# Pymaceuticals Inc.
---

### Analysis

Typically, scientific data needs to be analyzed relative to controls in order to deduce the meaning behind the data.  Thus, an additional analysis of the Placebo was included.  A placebo, by definition, would be classified as a negative control, thus, allowing for comparison of the drug efficacy versus if nothing was done at all.

Comparison of the four drugs, Capomulin, Ceftamin, Infubinol, and Ramicane, the more efficacious drugs at decreasing overall tumor volume were Capomulin and Ramicane.  In fact, in comparison with Placebo, Infubinol and Ramicane did not have a significant impact on decreasing overall tumor volume.  Further studies into the targets of each of these drugs, and specifically Capomulin and Ramicane would be most helpful at honing in on the best drug regimens to administer as well as optimal drug targets to conduct studies on in future investigations.
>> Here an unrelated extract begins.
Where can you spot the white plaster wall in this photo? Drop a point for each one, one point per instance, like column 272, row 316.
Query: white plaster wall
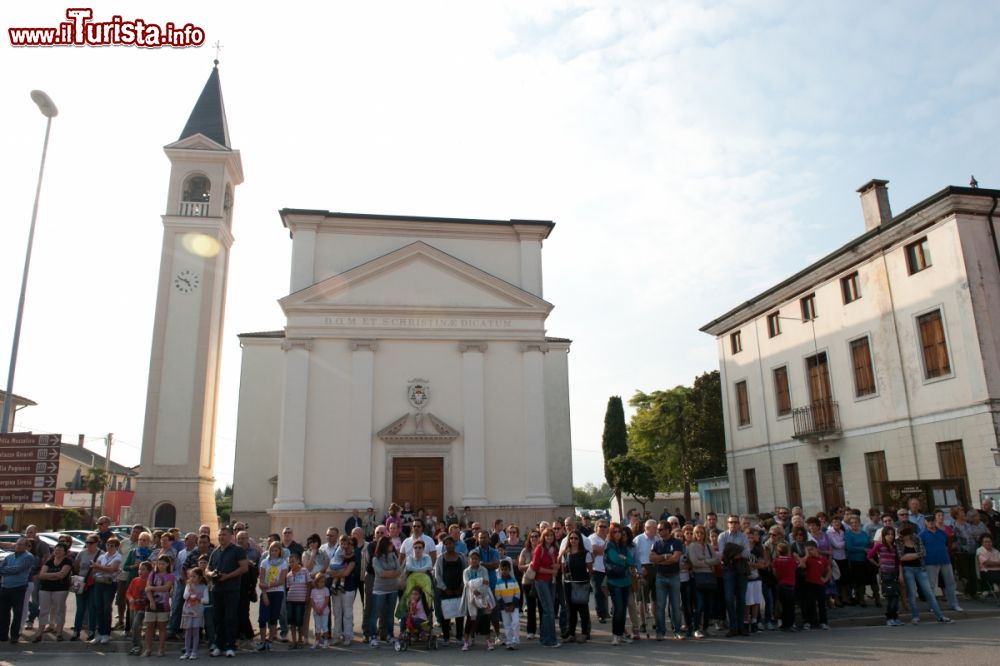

The overall study took into account bias against gender, and analysis of the mice used in this study showed no preference was given to either gender.  A total of 249 mice were orignally used to conduct this study, with male and female mice at 125 and 124, respectively.  

There was a positive correlation between average tumor volume and the weight of the mouse under the Capomulin regimen. However, whether this is significant is difficult to discern unless we have a control for comparison.  Again, additional analysis of the placebo regimen will act as a negative control.  Scatter plot and regression analyis of mice under the placebo regimen show a lower correlation score compared to Capomulin (-0.2 vs 0.83) and a more varied scatter plot for placebo.  Thus, mice under the Capomulin regimen exhibit a significant average tumor volume increase as the weight of the mouse increases.  



 

In [None]:
# Dependencies and Setup
import matplotlib.pyplot as plt
import pandas as pd
import scipy.stats as st
# added more depndencies
import numpy as np
from scipy.stats import sem
from scipy.stats import linregress


# Study data files
mouse_metadata_path = "data/Mouse_metadata.csv"
study_results_path = "data/Study_results.csv"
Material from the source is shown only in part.